Dans l'état actuel des choses, il existe déjà une «hésitation à l'égard des vaccins» parmi le public partout dans le monde, en particulier parmi les non informés. Les sondages montrent que les citoyens américains sont devenus moins confiants quant à la sécurité des vaccins.
Un sondage effectué en mai par la société d'opinion et de données YouGov a révélé que 55% des adultes américains affirmaient qu'ils recevraient un vaccin COVID-19. À la fin du mois de juillet, ce chiffre était tombé à 41 pour cent – bien en deçà des 60 à 70 pour cent que les experts jugent nécessaires pour parvenir à « l'immunité collective ».
Il existe également un scepticisme important à l'égard des vaccins dans d'autres pays, selon une étude récente du Wellcome Trust. En France, moins de la moitié des personnes pensent que les vaccins sont sûrs. En Ukraine – le pays le plus sceptique du monde – le chiffre n'est que de 29%. Ne nourrissons pas cette hésitation vaccinale avec des échecs.
Qui reçoit les vaccins en premier?
Alors que les superpuissances se précipitent vers la ligne d'arrivée, la question rhétorique se pose: qui reçoit les vaccins en premier? Rhétorique parce que, à moins qu'une instance internationale n'intervienne, nous savons que les pauvres auront le dernier mot. Certains pays asiatiques et africains ont négocié des accords, mais pas la plupart des pays d'Asie et d'Afrique.
Et même pour ceux qui ont négocié des accords, il n'y a aucune garantie, et si la quantité de doses qui sera obtenue sera suffisante pour couvrir la majorité de la population.
À moins que les gouvernements ne subventionnent partiellement ou entièrement les vaccins, ils seront inabordables pour les pauvres. Les premiers rapports indiquent que les vaccins chinois coûteront 145 USD par injection sur le marché libre, tandis que ceux d'Oxford, au Royaume-Uni, ne coûteront que 4 à 10 USD parce qu'ils seront subventionnés. Certains pays prévoient de fournir des vaccins gratuits, et même de payer les gens pour qu'ils soient vaccinés pour assurer l'immunité du troupeau, environ 70 à 90 pour cent de la population.

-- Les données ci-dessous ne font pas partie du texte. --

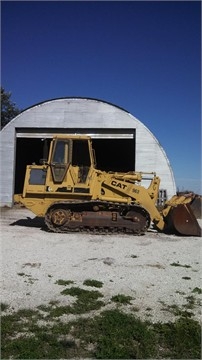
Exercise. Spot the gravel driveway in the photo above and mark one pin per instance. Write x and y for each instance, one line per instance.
(158, 271)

Il y a de l'espoir à l'horizon via COVAX, un consortium de 172 économies en cours d'organisation et « travaillant avec les fabricants de vaccins pour fournir aux pays du monde entier un accès équitable à des vaccins sûrs et efficaces, une fois qu'ils seront homologués et approuvés ».
«C'est la seule initiative mondiale qui travaille avec les gouvernements et les fabricants pour s'assurer que les vaccins COVID-19 sont disponibles dans le monde entier à la fois pour les pays à revenu élevé et à faible revenu», déclarent les organisateurs dans un communiqué de presse.
Dans la ruée vers un vaccin, les pays peuvent … se rassembler pour participer à une initiative qui repose sur un intérêt personnel éclairé et également sur l'équité, ne laissant aucun pays pour compte. «
Richard Hatchett, PDG de la Coalition for Epidemic Preparedness Innovations, Organizde COVAX
C'est une évolution bienvenue et nous espérons qu'elle réussira. Que les vaccins les mieux développés et l'humanité gagnent. Pas de raccourcis, s'il vous plaît.